Funcionário do Supermercado Peg Pag, Juarez obteve grande êxito na divulgação do bloco. A empresa abraçou o grupo dando apoio para a confecção de lindos e memoráveis carnavais. Esta aliança foi fundamental para que os mesmos participassem do carnaval santista, pois a prefeitura de Santos comprometeu-se a organizar a festa de maneira mais ordenada do que em São Paulo. O supermercado disponibilizou meios para a produção de fantasias, nada comparado com o luxo exuberante das escolas de samba, mas que exibiam todo o orgulho de vestir uma fantasia, ainda que tenha sido feita de maneira rudimentar, para expressar o amor ao carnaval. Um fato marcava a metade da década de 60, uma vez que, foi desfilando de espantalho, em 1966, que o bloco causou um reboliço na folia. Revestidos por uma fantasia digna de um espantalho, integrantes de luxuosos cordões e escolas de samba não souberam distinguir a simplicidade de um bloco com toda riqueza empregada em escolas de samba e cordões carnavalescos e desprezaram o irreverente e despretensioso grupo. Para os integrantes da Mocidade Alegre era orgulho. O importante era brincar o carnaval com toda a alegria e irreverência, marca registrada do bloco. No ano seguinte, 1967, surgiu a Federação das Escolas de Samba de São Paulo; coordenador desta nova etapa do carnaval paulistano, o jornalista Moraes Sarmento reuniu blocos, cordões e escolas de samba para constituir o carnaval oficial de 1968, sob a direção do então prefeito Faria Lima. Foi assim que em 24 de setembro de 1967 a Mocidade Alegre se tornou o Grêmio Recreativo Mocidade Alegre, sob a presidência de seu Juarez da Cruz e logo passou a disputar o carnaval. Além de Juarez, também fundaram a escola Carlos Augusto, Salvador, Ailton de Paula, Ademar Nunes, José Maria do Nascimento e Antônio Ciullada. Em 1968 a agremiação foi a penúltima colocada, ficando apenas em 5º lugar tendo como tema os índio do Brasil.
 


A Morada do Samba. “A Vitória vem da luta, a Luta vem da força, e a Força da União!”

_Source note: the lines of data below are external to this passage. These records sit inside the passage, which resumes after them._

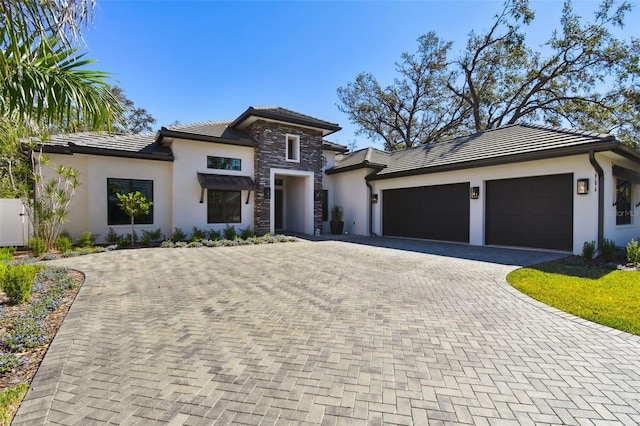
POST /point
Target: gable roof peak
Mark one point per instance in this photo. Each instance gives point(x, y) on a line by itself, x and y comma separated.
point(283, 115)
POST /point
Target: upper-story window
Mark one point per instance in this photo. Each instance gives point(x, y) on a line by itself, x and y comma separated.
point(293, 148)
point(224, 163)
point(623, 202)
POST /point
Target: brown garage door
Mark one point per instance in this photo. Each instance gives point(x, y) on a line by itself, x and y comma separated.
point(430, 212)
point(530, 212)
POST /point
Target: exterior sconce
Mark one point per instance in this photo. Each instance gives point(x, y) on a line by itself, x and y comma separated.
point(475, 192)
point(583, 186)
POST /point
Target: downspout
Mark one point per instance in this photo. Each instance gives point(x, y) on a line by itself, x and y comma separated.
point(600, 172)
point(371, 233)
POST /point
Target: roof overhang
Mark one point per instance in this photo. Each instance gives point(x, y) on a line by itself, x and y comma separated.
point(165, 137)
point(366, 165)
point(607, 145)
point(627, 174)
point(76, 149)
point(252, 115)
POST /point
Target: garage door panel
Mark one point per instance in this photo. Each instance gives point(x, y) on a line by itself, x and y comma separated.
point(429, 212)
point(530, 212)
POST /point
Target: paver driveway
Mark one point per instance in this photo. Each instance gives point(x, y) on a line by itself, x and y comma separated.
point(325, 332)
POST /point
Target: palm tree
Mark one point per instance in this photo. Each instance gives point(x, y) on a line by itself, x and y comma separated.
point(45, 86)
point(43, 76)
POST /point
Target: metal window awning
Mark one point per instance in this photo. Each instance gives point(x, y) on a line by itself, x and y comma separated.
point(627, 174)
point(224, 183)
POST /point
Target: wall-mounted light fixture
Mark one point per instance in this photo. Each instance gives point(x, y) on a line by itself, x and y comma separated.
point(475, 192)
point(583, 186)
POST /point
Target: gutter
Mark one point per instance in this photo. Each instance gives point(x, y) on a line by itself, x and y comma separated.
point(600, 173)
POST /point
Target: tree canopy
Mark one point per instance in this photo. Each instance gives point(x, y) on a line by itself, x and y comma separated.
point(133, 119)
point(583, 77)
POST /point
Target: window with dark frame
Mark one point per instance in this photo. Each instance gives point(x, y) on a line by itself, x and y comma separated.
point(293, 147)
point(224, 163)
point(223, 206)
point(623, 202)
point(115, 215)
point(325, 205)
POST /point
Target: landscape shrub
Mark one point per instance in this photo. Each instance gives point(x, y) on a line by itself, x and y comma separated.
point(3, 271)
point(178, 235)
point(608, 250)
point(588, 250)
point(38, 246)
point(112, 237)
point(18, 282)
point(64, 243)
point(8, 362)
point(229, 232)
point(149, 237)
point(246, 233)
point(198, 234)
point(6, 253)
point(27, 332)
point(86, 240)
point(633, 252)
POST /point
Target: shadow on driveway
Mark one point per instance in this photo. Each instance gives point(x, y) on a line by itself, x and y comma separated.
point(499, 255)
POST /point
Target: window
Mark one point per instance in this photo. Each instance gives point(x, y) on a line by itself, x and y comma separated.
point(293, 148)
point(623, 202)
point(223, 206)
point(325, 205)
point(123, 186)
point(224, 163)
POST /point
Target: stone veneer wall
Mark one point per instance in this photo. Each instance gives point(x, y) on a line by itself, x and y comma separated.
point(271, 153)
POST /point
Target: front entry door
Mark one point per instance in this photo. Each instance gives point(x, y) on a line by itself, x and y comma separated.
point(279, 205)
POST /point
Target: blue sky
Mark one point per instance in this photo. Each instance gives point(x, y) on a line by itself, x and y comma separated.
point(209, 60)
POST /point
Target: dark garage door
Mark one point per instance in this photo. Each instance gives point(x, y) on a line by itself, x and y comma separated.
point(429, 212)
point(530, 212)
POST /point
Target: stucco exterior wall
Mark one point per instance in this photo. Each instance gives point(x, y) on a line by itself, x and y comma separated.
point(191, 159)
point(621, 234)
point(328, 184)
point(585, 206)
point(351, 192)
point(88, 209)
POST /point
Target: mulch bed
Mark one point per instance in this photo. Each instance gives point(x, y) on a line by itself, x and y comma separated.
point(26, 372)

 Era preciso ensaiar! Os ensaios da Mocidade Alegre ocorriam na Vila Mariana, mas cansados de serem chicoteados pejorativamente pela vizinhança, decidiram encontrar um lugar para ensaiarem tranqüilamente. A parceria com o Supermercado Peg Pag rendeu ao grupo um terreno na Vila Pompéia para poderem ensaiar. O espaço concedido se tornou atração no bairro, permitindo que o conceito de alegria instaurado na Mocidade atraísse mais seguidores. E foi desta luta que com o enredo “Na corte de Nero”, em 1969, a Mocidade Alegre foi a campeã do grupo de acesso, somando esforços para realizar os anos de ouro do carnaval paulistano, quando foi tri-campeã.
            Em 1970 a Mocidade finalmente encontrou sua casa, a Morada do Samba, inaugurada em 17 de Julho na Avenida Casa Verde, no bairro Limão. Morada que foi levantada pelos próprios integrantes num mutirão, até as filhas de Juarez ajudavam a construção. A própria designação do termo “morada” vem de um integrante da Mocidade que expressava os ideais de Juarez, isto é, de abrir o espaço para qualquer pessoa, sem se importar para qual escola torcia; um espaço para a socialização entre as co-irmãs; um lugar para fazer do samba sua morada. Com esta linda maneira de expressar os valores de amizade e carinho, com esta prova de amor ao samba, seu Juarez mostrava a São Paulo o seu talento e o resultado desta socialização. Foi dele a idéia de criar um intercâmbio com carnavais mais organizados, já reconhecidos e tradicionais em outras cidades. De Santos trouxe os ideários de J. Muniz Jr., experiente cronista e pesquisador que já contribuía com o tradicional carnaval santista; do Rio de Janeiro trouxe o carnavalesco Edson Machado (diminuiu o peso das alegorias e com toda sua criatividade imprimiu a marca do carnaval paulistano), além do paulistano Eduardo Nascimento. Este “Trio de Ouro, como é chamado carinhosamente, foi responsável pela feliz coincidência do tri campeonato da Mocidade (1971-1973) no grupo especial. Este intercâmbio cultural teve também como resultado o encontro de personalidades cariocas que fizeram da Morada do Samba a sua morada. De lá, ficaram gravados grande encontros entre os sambistas e seus shows a parte. O reduto foi freqüentado por Odair Fala Macio, Caveirinha, Jangada Sr. Beto (que ajudou a levantar as paredes da Morada), Souzinha e Marco Antônio, até o Candeia se fez presente nesses encontros e tornou-se o presidente de honra da ala dos compositores. Juarez exibia a marca do carnaval que o mesmo ajudava a criar. Foi dele a idéia de criar o evento 24 Horas de Samba, criado para comemorar os cinco anos de fundação que recebia integrantes de várias escolas do Rio e de São Paulo, evento tradicional até hoje atuante. Uma luta travada pelo direito de ser alegre, que de uma união fez o mundo respeitar este homem que tanto fez para prevalecer a irreverência dos antigos blocos carnavalescos, presente na força do seu ideal de carnaval: a união das pessoas através do samba.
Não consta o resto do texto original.